We spoke to founder of charity Little Things LeighAnne Hedges. She lost a child before it was viable and felt her baby was not treated with dignity – dressed and given a goodbye, so she founded the charity Little Things to ensure babies no matter how small can be clothed. We think she is an inspirational mum and she tells us a little bit about her charity and why it means so much to so many.
What is the name of your charity/cause you are supporting? Little Things
Why do you feel passionately about this cause? I feel passionately about this because I have experienced first hand what it is like to be unable to dress your child who has died.
Has this affected our family personally? Can you tell us how? My own child was discarded purely as waste and was not considered a child. This can have massive implications for the grieving process and the rebuilding of your life when your baby is not acknowledged as a human being with a soul. I wanted to ensure other families did not feel like this purely because their child did not reach the milestone of 24 weeks to be considered ‘viable’.
Did you start the charity yourself? I did yes, in March 2013.
How did you do this? I started very small and did some research to see if there was anything else like the service we provide. There were similar ideas but nothing that would provide modern and up to date items for families.
Did you have support? On a personal level my daughter and parents as well as my extended family and friends were very supportive because they knew how much it meant to me. However my colleagues and boss were also on hand to provide help and advice.
Is there any advice you can give to someone thinking of starting a charity or fundraising? Start small but think big. I never imagined just how far we could reach but if you want something enough and you believe in yourself you can achieve extraordinary feats. Pay attention to detail because as our charity says it is the little things that matter the most.
How do you cope with losing a little one? Life is never the same again. You face an altered reality. However I do believe everything happens for a reason. Every child matters and in some way, whether big or small will have an impact on the world. If I had not lost my own child I would not be doing what I am now and helping other families in the same situation.
Did you go to any charities or anyone for advice or help?

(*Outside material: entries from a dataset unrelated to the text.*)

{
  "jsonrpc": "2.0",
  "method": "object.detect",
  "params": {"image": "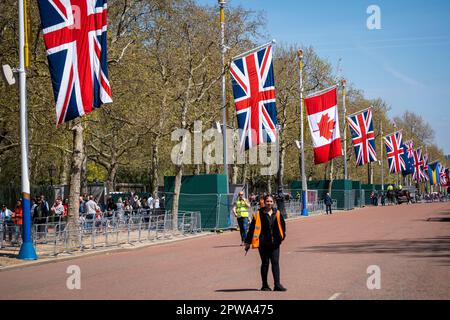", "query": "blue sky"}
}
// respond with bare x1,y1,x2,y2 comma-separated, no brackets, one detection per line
197,0,450,154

Because of the industry I work in my colleagues were on hand to help with advice and contacts and my boss has been in the trade for approximately 30 years so he was a good source of information.
Telling others what has happened must be so painful – how do you cope with this? My own personal story can be quite shocking to some people so sometimes I skirt around the full facts and tell them the basics, that my child died. Sometimes you don’t need to go into the finer details.